A man I recognized as the doorman materialized. "Anyone here own a Hummer? Yellow one? Parked in the handicapped zone in front of the building?"
Jarrod Perkins swung around. "That's mine. Forget about a bloody parking ticket. I never pay them anyway."
"It's not a parking ticket, sir."
"What then? The fucking bastards aren't trying to tow the rucking thing away, are they?"
"No, sir. Perhaps you'd like to come down. The police are here."
"What are the fucking police here for?"
"It's the Hummer, sir." He paused, and I swear I saw a smile flicker on his lips. "There appears to have been a bomb. Your Hummer's blown up. Completely destroyed."
Jarrod Perkins's misfortune spread through the office like wildfire. Noreen hurried off to find Dave Deer and give him the news, and I joined the mini-rush hastening downstairs to see the exploded Hummer.
Chantelle was on the phone. As I passed her desk I heard her say, "KNX? Have I got a hot news tip for you!"
Outside, quite a few people had already gathered to gaze at the wreck. Fred Mills was on the scene, running around like a chook with its head chopped off, his horrified gaze fixed on the smoking remains of the hulking Hummer. "Happened in a public place," he mumbled. "Not my responsibility. Not my responsibility at all."
Jarrod Perkins was standing by what was left of his vehicle, turning the air blue. One young cop was deadset to shut him up, but I saw an older one say something to him, and he backed off.

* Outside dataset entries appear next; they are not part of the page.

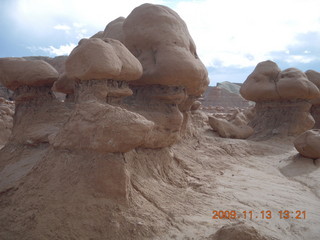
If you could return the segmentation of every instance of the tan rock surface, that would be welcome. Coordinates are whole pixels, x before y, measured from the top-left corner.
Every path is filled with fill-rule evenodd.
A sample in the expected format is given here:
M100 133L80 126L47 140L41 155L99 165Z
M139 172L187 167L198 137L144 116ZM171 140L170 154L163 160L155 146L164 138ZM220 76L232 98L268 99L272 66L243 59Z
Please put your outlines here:
M276 63L259 63L240 88L241 95L250 101L314 99L319 89L298 69L281 71Z
M44 56L32 56L32 57L23 57L26 60L43 60L49 63L54 67L59 74L65 72L65 63L68 56L57 56L57 57L44 57Z
M115 20L108 23L106 28L104 29L103 36L101 38L112 38L119 40L124 44L124 35L123 35L123 22L126 19L124 17L118 17Z
M73 94L75 88L75 80L67 77L65 73L61 74L57 81L54 82L52 90L65 94Z
M320 158L320 130L313 129L302 133L295 139L294 146L304 157Z
M308 70L305 72L308 79L313 82L318 89L320 89L320 73L314 70ZM310 113L315 120L314 127L315 129L320 128L320 97L311 100L312 107L310 109Z
M124 99L124 107L154 122L151 133L142 147L163 148L180 137L183 115L177 103L186 95L183 88L150 85L132 87L133 95Z
M6 146L0 238L210 239L244 222L249 228L241 234L252 227L255 236L273 240L317 239L320 169L313 161L287 139L216 137L193 121L198 113L191 114L193 135L170 148L98 154ZM307 218L280 219L284 202ZM272 219L262 219L262 209ZM235 210L239 218L212 219L214 210Z
M224 138L247 139L254 133L253 128L246 124L236 125L213 116L209 116L209 125L218 132L220 137Z
M66 75L79 80L135 80L142 74L139 61L114 39L82 39L66 60Z
M185 22L165 6L143 4L123 23L124 43L143 66L134 84L184 86L188 95L200 96L208 86L208 73L200 61Z
M14 102L0 97L0 149L11 136L14 115Z
M57 78L58 72L42 60L0 59L0 82L11 90L21 86L52 86Z
M208 240L272 240L266 238L252 226L245 223L225 225L220 228L214 235L210 236Z
M255 137L297 136L315 124L309 101L319 98L320 91L298 69L281 71L274 62L261 62L243 83L240 93L256 102L255 117L249 123Z
M141 115L98 102L76 106L54 147L96 152L127 152L141 146L153 123Z

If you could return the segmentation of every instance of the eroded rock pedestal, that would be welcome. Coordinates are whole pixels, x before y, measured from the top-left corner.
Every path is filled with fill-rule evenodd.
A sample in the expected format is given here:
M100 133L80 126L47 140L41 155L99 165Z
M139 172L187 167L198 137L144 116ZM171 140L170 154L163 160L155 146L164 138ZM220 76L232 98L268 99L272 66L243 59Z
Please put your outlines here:
M48 143L69 115L51 87L57 71L42 60L4 58L0 60L1 82L14 91L15 114L11 143Z
M305 100L258 102L250 126L260 136L297 136L314 126L310 108Z
M281 71L271 61L259 63L241 86L241 95L255 101L255 117L249 123L255 137L297 136L314 126L311 100L319 89L298 69Z

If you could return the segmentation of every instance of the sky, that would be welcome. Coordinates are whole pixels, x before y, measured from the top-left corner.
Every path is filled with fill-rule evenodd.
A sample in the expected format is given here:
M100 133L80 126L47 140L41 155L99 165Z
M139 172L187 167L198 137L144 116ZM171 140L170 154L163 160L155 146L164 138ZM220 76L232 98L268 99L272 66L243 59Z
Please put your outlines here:
M210 85L243 82L255 66L320 72L319 0L149 0L186 22ZM140 0L0 0L0 57L67 55Z

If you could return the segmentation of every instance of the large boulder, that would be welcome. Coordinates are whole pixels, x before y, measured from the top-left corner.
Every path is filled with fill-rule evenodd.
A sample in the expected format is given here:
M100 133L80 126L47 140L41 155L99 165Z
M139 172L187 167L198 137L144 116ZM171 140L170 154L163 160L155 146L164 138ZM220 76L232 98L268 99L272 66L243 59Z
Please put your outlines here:
M320 130L312 129L302 133L295 139L294 146L304 157L320 158Z
M259 63L240 89L256 102L255 117L249 123L256 137L296 136L311 129L310 101L320 97L317 86L298 69L281 71L276 63Z
M210 116L209 125L223 138L247 139L254 130L245 123L236 124L225 119Z

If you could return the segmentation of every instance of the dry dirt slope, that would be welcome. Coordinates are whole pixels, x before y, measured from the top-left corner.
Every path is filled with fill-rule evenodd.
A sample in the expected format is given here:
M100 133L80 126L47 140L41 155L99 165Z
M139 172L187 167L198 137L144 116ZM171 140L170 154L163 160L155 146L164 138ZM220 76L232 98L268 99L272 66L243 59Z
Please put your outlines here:
M222 139L204 114L192 118L185 139L161 150L99 155L7 145L0 152L0 239L217 239L219 228L239 222L267 239L319 239L317 162L297 156L290 139ZM129 181L114 174L114 186L105 185L104 174L121 166ZM127 186L129 201L108 200L106 186ZM254 217L212 219L213 210ZM272 218L255 218L263 210ZM279 210L307 217L280 219Z

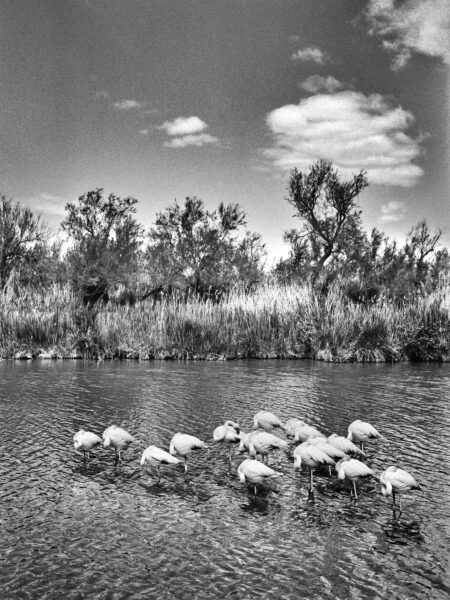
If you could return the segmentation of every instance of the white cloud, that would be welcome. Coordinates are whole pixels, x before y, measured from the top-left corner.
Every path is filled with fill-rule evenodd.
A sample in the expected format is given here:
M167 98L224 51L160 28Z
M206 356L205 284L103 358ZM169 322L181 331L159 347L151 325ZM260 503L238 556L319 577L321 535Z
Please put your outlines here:
M146 108L147 102L139 102L138 100L118 100L114 102L113 107L117 110L140 110Z
M164 142L166 148L186 148L187 146L204 146L205 144L216 144L219 140L209 133L183 135L173 137Z
M307 170L325 159L343 176L365 169L371 183L410 187L423 175L413 164L420 140L406 133L413 121L379 94L318 94L267 115L274 145L265 155L280 169Z
M322 52L320 48L317 48L317 46L308 46L307 48L301 48L293 52L291 59L301 62L315 62L318 65L323 65L328 61L328 55Z
M301 83L301 87L306 92L316 94L320 91L336 92L337 90L342 89L344 86L340 81L331 75L328 75L328 77L322 77L322 75L311 75Z
M383 47L402 68L413 52L436 56L450 64L449 0L370 0L365 16L370 33L387 38Z
M166 121L159 129L168 135L191 135L205 131L208 125L198 117L177 117L174 121Z
M199 117L177 117L173 121L166 121L158 127L167 133L170 138L164 142L166 148L186 148L187 146L204 146L216 144L219 140L209 133L205 133L208 125Z
M406 214L405 203L398 200L391 200L381 206L380 213L380 221L382 223L402 221Z
M148 135L150 133L150 129L139 129L140 135Z

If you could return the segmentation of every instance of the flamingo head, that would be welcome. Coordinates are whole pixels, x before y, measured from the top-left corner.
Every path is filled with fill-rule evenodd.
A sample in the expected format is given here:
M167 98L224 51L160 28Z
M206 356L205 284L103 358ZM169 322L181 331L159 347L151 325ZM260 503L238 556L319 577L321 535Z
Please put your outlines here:
M105 440L103 442L103 446L105 448L108 448L110 445L111 445L111 439L110 439L109 435L106 435L105 436Z

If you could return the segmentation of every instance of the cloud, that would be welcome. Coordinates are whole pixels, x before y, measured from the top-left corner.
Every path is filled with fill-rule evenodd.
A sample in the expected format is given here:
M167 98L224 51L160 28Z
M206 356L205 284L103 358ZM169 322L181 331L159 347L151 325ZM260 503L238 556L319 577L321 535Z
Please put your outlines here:
M174 121L166 121L159 129L169 135L191 135L205 131L208 125L198 117L177 117Z
M410 187L423 175L413 164L420 140L406 133L413 121L379 94L317 94L267 115L274 144L265 155L280 169L325 159L345 177L365 169L371 183Z
M402 221L406 214L405 203L399 202L398 200L391 200L381 206L380 213L380 221L382 223L396 223L397 221Z
M321 75L311 75L307 77L300 85L306 92L316 94L317 92L336 92L344 87L344 85L338 81L335 77L328 75L328 77L322 77Z
M208 125L195 116L177 117L173 121L166 121L158 129L170 136L170 139L164 142L166 148L200 147L205 144L216 144L219 141L215 136L205 133Z
M291 59L293 61L315 62L318 65L323 65L329 60L328 55L322 52L320 48L317 48L317 46L308 46L307 48L296 50L291 55Z
M147 102L138 102L138 100L118 100L114 102L113 107L117 110L140 110L147 107Z
M450 64L450 2L448 0L370 0L365 11L370 33L384 39L394 55L393 69L406 65L414 52Z
M209 133L183 135L173 137L164 142L166 148L186 148L187 146L204 146L205 144L216 144L219 140Z

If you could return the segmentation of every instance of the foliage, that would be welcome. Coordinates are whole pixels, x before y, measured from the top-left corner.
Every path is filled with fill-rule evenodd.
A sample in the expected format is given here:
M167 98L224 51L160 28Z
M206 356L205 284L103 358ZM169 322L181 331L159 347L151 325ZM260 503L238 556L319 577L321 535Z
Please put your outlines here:
M76 290L97 284L107 289L127 284L137 267L143 229L134 218L137 200L97 188L66 205L63 230L72 241L66 256Z
M239 235L245 224L239 205L221 203L210 212L195 197L158 213L145 255L154 287L208 295L239 282L255 284L265 248L258 234Z
M34 283L33 267L45 254L46 231L29 208L0 196L0 289Z
M294 266L309 266L313 283L331 258L352 253L354 234L360 233L356 198L368 186L365 171L341 181L330 162L318 161L309 173L291 171L288 202L302 220L300 230L285 234Z

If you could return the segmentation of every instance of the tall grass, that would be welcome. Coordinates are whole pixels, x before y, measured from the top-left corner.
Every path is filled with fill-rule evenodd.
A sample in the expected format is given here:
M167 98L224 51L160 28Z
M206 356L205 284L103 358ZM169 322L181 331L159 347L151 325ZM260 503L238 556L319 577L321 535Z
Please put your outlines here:
M68 287L0 297L0 355L91 358L448 360L450 286L402 305L354 304L338 287L236 288L219 303L192 296L83 307Z

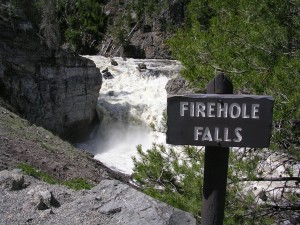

I could imagine Ariana saying dryly, "The privileges of celebrity status."
It was quite a scene: Perkins frothing at the mouth, a bunch of cops glaring around as if any minute now the guilty party would spring out of the rapidly collecting crowd and confess, fire engines arriving with sirens screaming. Overhead helicopters were buzzing like blowies scenting dead meat.
And there was the indescribable smell of burnt Hummer. The vehicle was a crumpled, once-yellow shell, its fat tires melted into the roadway. Vehicles parked behind and in front had sustained considerable damage. Broken glass littered the area, and across the road a car alarm had been set off by the blast and was he-hawing fit to bust.
I was having a gander when Dave Deer grabbed my arm, saying urgently, "Kylie, you've got a car?"
I pointed. "Down the street."
His fingers tightened until I gave a yelp. "The exit to our parking garage is blocked. I'm relying on you to get Perkins out of here before the media trucks arrive."
"He won't come with me. Take a look at him."
Hard to believe the bloke hadn't run out of steam: He was still spewing curses at the top of his voice.
"I'll handle Perkins. Start your car and get ready to get him out of here."
Dave Deer was as good as his word. Two minutes later he was bundling Perkins into the passenger seat.
"How'd you do that?" I asked, amazed. The director had even shut up.
"Half price on all future therapy." He looked up as a network TV truck roared up, closely followed by a second media vehicle. Cameras, reporters, and support staff spilled out at a run.
Deer slapped the roof of my car. "Get going!"
I set off sedately, even signaled that I was pulling out, not that anyone was looking. Everyone was hurrying to view the corpse of the Hummer, probably hoping there were other corpses too. Everyone except a lone parking cop, who was methodically writing tickets. I had the bizarre thought that when she worked her way up the row she'd give a ticket to the wrecked Hummer for being blown up while parked illegally in a handicapped zone.